As described above, it has been previously reported that rEPO elimination is linked to the extent of binding with EPO-R. In the preterm asphyxia-rEPO infusion 2000 IU group, there was evidence of increased liver weight and hematopoietic cell mass in the liver at 7 days after the start of rEPO treatment, which may be the primary mechanism of rEPO clearance mediated by increased EPO-R. A model was developed to describe an induction effect of rEPO exposure on a tissue assumed to be EPO-R and hereafter described as ERmass (Supplementary Table S5).

In this model, the effect of rEPO on ERmass induction takes time, with a delay described by a mean transit time (MTT) using a series of transit compartments. The output of the transit chain is an effect concentration (Ce). ERmass increase is driven by Ce using a sigmoid Emax model with maximum effect EmaxVM, sensitivity C50VM, defined as Ce at 50% of EmaxVM, and steepness HillVM. The fold increase in rEPO elimination capacity, VmaxT, changes with rEPO exposure and thus with time and is assumed to be proportional to ERmass.

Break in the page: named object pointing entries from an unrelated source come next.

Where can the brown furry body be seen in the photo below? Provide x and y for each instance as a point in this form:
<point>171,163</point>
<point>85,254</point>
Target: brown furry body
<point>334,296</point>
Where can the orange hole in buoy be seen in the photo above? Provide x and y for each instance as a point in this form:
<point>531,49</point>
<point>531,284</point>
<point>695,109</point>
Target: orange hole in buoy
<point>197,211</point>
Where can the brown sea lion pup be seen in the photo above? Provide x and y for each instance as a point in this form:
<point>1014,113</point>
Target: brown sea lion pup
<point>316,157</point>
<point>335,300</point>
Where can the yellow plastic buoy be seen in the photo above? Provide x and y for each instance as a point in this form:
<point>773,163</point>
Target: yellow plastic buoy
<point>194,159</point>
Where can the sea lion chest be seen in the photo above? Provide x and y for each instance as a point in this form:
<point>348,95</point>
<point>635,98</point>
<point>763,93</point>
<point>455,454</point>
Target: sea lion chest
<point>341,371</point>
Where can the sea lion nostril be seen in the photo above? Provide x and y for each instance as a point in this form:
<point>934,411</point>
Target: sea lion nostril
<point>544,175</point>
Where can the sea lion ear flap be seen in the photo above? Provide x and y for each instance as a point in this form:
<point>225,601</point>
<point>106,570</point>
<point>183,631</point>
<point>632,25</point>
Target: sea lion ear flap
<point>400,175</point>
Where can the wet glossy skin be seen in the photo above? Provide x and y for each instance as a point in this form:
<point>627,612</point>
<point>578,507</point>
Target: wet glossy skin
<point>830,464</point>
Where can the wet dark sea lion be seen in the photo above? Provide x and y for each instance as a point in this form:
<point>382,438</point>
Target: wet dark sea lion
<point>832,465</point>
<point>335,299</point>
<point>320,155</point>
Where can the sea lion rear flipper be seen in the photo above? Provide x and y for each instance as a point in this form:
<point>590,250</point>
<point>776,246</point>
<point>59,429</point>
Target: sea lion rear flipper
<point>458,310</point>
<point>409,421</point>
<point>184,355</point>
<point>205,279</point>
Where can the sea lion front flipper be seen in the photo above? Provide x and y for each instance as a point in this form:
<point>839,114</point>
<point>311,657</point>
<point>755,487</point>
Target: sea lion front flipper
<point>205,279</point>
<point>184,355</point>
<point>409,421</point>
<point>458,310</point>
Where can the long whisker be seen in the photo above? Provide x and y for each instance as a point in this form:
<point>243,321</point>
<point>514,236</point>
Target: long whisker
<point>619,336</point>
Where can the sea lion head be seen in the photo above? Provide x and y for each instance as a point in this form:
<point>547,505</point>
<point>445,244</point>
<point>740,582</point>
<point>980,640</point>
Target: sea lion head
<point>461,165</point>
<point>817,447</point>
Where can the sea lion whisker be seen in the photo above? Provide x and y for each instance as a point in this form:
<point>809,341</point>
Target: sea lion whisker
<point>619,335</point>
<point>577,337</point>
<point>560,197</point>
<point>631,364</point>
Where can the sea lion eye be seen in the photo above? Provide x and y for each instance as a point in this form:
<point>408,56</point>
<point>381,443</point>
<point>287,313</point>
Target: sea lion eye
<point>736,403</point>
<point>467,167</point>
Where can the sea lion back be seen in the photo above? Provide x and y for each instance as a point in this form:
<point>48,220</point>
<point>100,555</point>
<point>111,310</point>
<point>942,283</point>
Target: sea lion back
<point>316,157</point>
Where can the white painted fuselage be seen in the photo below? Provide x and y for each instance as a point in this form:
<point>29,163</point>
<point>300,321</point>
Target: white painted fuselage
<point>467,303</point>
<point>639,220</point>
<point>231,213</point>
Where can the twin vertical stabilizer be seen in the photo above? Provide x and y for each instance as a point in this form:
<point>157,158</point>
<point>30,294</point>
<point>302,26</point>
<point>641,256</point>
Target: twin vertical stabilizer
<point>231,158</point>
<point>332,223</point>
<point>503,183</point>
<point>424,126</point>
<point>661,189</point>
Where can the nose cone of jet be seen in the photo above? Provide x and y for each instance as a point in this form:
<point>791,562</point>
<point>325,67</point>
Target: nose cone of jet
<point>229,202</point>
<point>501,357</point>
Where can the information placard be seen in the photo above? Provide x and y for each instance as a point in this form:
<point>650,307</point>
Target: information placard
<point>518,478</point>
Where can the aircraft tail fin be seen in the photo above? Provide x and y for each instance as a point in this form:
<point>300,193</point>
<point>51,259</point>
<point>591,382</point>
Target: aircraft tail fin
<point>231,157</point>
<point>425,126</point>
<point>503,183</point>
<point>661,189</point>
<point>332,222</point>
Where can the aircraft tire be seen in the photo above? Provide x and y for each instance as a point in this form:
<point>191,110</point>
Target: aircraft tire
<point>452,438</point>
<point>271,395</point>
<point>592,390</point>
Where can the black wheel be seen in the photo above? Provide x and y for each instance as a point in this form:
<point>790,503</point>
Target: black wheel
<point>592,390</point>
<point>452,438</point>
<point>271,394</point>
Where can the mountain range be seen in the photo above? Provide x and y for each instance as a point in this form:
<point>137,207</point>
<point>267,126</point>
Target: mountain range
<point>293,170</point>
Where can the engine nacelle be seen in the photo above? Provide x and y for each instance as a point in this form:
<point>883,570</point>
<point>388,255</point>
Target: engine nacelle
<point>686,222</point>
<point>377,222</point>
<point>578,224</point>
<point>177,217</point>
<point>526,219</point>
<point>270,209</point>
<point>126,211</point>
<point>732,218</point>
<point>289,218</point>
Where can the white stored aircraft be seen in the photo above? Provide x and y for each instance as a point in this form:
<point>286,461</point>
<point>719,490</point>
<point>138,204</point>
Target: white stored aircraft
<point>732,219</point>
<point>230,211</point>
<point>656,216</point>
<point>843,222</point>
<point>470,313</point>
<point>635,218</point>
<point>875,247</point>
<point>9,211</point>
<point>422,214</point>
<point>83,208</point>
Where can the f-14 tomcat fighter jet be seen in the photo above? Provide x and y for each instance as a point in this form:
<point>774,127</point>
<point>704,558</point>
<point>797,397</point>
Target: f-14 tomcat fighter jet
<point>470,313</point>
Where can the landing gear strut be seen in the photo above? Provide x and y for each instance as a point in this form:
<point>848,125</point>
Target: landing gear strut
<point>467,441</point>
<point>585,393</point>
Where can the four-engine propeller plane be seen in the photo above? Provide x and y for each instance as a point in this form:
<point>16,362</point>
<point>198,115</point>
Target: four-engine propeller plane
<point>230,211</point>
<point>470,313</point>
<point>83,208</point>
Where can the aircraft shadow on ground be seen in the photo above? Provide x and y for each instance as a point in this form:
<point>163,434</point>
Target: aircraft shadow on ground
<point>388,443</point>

Parameter estimation was performed using NONMEM 7.4.4 [60] and Wings for NONMEM [61]. The model evaluation used visual predictive checks [62,63] and non-parametric bootstrap statistics describing the parameter estimates [64,65].

4.5. Histology

The liver tissue was immersion-fixed in 10% phosphate-buffered formalin (Global Science, Auckland, New Zealand). The fixed tissue was processed using an automated enclosed tissue processor (Leica APS 300S, Bio-Strategy Ltd., Auckland, New Zealand), and then embedded in paraffin wax (Paraplast® Regular, Sigma-Aldrich, St. Louis, MO, USA). The 10 µm transverse sections were cut using a microtome (Leica Jung RM2035, Leica Microsystems Ltd., Albany, New Zealand), and mounted on poly-L-lysine (Sigma-Aldrich)-coated slides. For histological assessment, sections were deparaffinized in xylene, rehydrated in graded series of ethanol, and then washed in phosphate-buffered saline (0.1 mol/L). Hematoxylin and eosin staining was performed using standard procedures, and then the tissue was dehydrated in increasing concentrations of alcohol and mounted. Sections were imaged using light microscopy (Nikon Eclipse 80i, Scitech Ltd., Preston, Australia) at 20x magnification (image size 512 µm × 384 µm), and hematopoietic cells and hepatocytes were identified by morphological features. Quantitative assessment was performed by measuring the area of the tissue occupied by hematopoietic cell clusters on the 20X magnification images using Image J. An average of five fields were taken from each section.

4.6. Statistical Analysis

The data for fetal hematology, post-mortem weights and liver hematopoietic cluster area were evaluated by analysis of variance (ANOVA, SPSS version 23, SPSS Inc., Chicago, IL, USA). Where a significant overall effect of group was found, between-group comparisons were performed by univariate analysis with LSD pair-wise comparisons. Statistical significance was accepted as p < 0.05. Data are presented as the average ± SEM.